Me resulta superficial achacar la muerte de los periodistas del Charlie Hebdo al irrespeto de la libertad de expresión por parte del mundo musulmán. La razón es mucho más profunda. Nosotros, los occidentales, más inclinados a la libertad de espíritu que a la uniformidad de la materia, creemos en la muerte moral, en la pérdida de la reputación, en el descrédito y en la vejación por razones éticas (usual proceder de estos caricaturistas). No hace falta morir o matar físicamente: existe la opinión pública, el juicio implacable, la condena de muerte a la religión por motivos morales. Se puede matar con palabras, con burlas e insultos. La fe no se debilita matando sino difamando. Pero para el islam ambas muertes se identifican cabalmente. No existe otra forma de vivir -ni otra forma de morir- que confesando el nombre de Alá, a Mahoma como su profeta, y dando guerra al infiel.
Por eso, una consideración más profunda de estos sucesos nos lleva a plantear la posibilidad de enfrentar el fanatismo con métodos distintos a la perpetración de la muerte moral al islam; estrategia que se asemeja a una pistolita de agua frente a un fusil. Las opciones que se nos presentan son dos: la guerra -de las cruzadas para acá ha sido el camino y es un fracaso puesto que aquí seguimos- o la religión bien vivida con nuestro propio contenido pero con la misma máxima del islam: "Ninguna constricción en las cosas de fe".
Si algo cuestionamos los cristianos es la propia fe; e incluso la misma capacidad humana de creer. Un creyente es una especie de ser menos culto, o sub-normal, ignorante, digno de burla, supersticioso e infeliz. Pocos reconocen que los logros de la cultura occidental están plenamente asociados al desarrollo de la fe cristiana. Muy pocos aceptan que la ciencia y la religión pueden cultivarse, con la misma intensidad, por la razón humana.

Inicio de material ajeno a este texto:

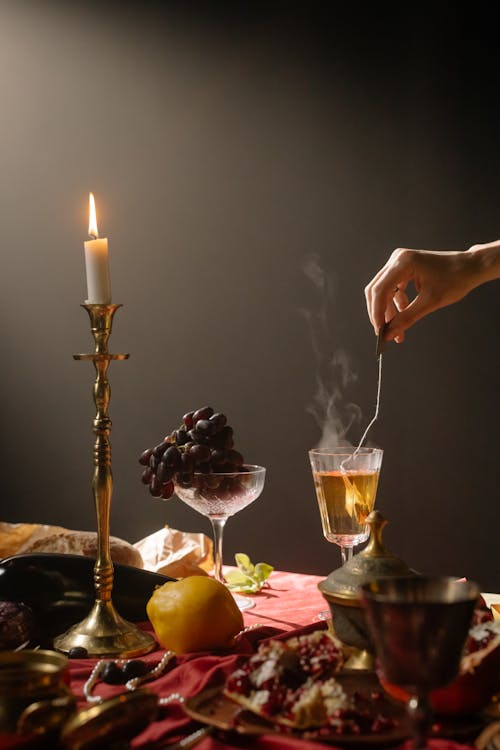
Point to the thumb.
(403, 320)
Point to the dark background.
(231, 147)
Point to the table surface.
(291, 601)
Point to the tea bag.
(353, 496)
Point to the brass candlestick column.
(103, 632)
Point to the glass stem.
(218, 529)
(420, 714)
(346, 553)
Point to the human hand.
(439, 279)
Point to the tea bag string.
(371, 423)
(377, 407)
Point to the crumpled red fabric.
(192, 673)
(289, 605)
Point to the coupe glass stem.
(347, 553)
(420, 715)
(218, 530)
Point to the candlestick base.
(103, 633)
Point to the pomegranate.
(479, 675)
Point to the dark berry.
(204, 413)
(112, 674)
(145, 456)
(134, 668)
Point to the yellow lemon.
(194, 614)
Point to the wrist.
(484, 262)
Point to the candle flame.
(92, 218)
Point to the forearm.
(485, 262)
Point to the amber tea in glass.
(346, 482)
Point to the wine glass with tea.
(346, 481)
(418, 626)
(218, 496)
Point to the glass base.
(243, 602)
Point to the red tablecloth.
(290, 602)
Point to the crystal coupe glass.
(219, 496)
(346, 482)
(419, 626)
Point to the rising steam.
(332, 411)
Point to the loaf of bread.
(18, 539)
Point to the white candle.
(96, 262)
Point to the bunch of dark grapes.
(203, 443)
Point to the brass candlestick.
(103, 632)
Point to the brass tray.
(213, 708)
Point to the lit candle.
(96, 262)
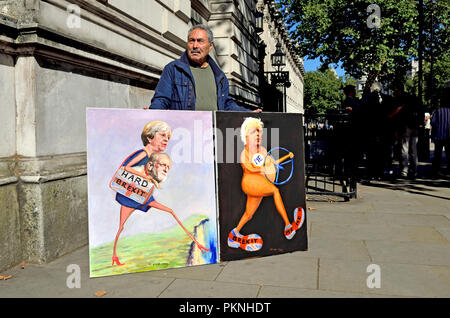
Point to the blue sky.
(313, 65)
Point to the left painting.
(151, 190)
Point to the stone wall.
(59, 57)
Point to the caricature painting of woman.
(170, 228)
(258, 221)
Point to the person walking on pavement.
(406, 115)
(440, 132)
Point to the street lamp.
(278, 79)
(259, 16)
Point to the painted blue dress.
(123, 200)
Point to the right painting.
(260, 182)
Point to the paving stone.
(338, 217)
(337, 249)
(291, 270)
(289, 292)
(409, 219)
(376, 232)
(396, 279)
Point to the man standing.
(440, 122)
(195, 81)
(406, 115)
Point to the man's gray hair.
(203, 27)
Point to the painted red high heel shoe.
(116, 260)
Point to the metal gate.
(328, 155)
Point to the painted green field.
(144, 252)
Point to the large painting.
(261, 194)
(151, 190)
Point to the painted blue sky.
(114, 134)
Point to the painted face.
(161, 169)
(198, 47)
(159, 141)
(254, 136)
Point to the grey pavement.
(403, 227)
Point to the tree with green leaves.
(322, 91)
(373, 38)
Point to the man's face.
(198, 47)
(254, 136)
(161, 168)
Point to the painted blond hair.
(151, 128)
(249, 122)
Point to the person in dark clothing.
(195, 81)
(440, 132)
(372, 119)
(350, 140)
(406, 115)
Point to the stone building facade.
(58, 57)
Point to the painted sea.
(168, 249)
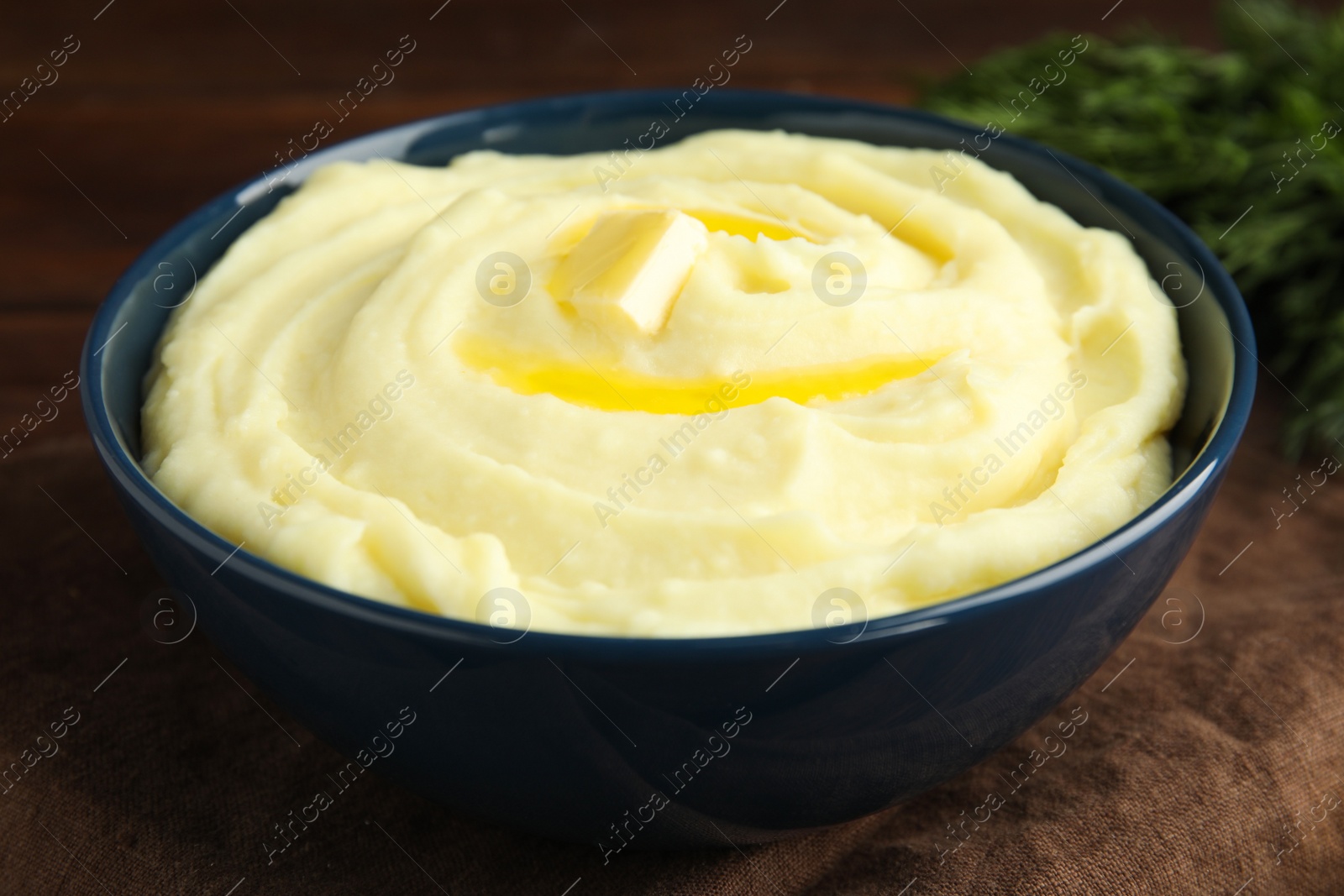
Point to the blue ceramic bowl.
(696, 741)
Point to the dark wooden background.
(168, 103)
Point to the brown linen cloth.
(1210, 761)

Quizás alguna vez nos hemos hecho la pregunta: ¿Por qué el Dios de los cristianos murió en una cruz con ese gesto de brazos abiertos, de inmolación, de nula resistencia, de inmenso amor? El amor, el respeto al otro, el don de sí mismo es lo contrario al juego de la muerte moral. Porque si jugamos a la muerte estamos en tremenda desventaja; pero si jugamos al amor somos invencibles. Ésta es la fe cristiana. En esto consiste nuestro modo de vivir el "ninguna constricción en las cosas de fe". ¡Qué lejos estamos de comprenderlo! y, al mismo tiempo, ¡qué fácil y cercano se nos haría si cerrásemos filas en torno al Papa Francisco! Si, lejos de burlar, caricaturizar y difamar la propia fe, o la ajena, nos empeñásemos en hacer vida el respeto y el amor al prójimo.
El camino para enfrentar el fundamentalismo es la conversión auténtica a la verdadera fe que no denigra la razón sino que la eleva, la purifica y la hace más capaz de lo bueno y lo bello.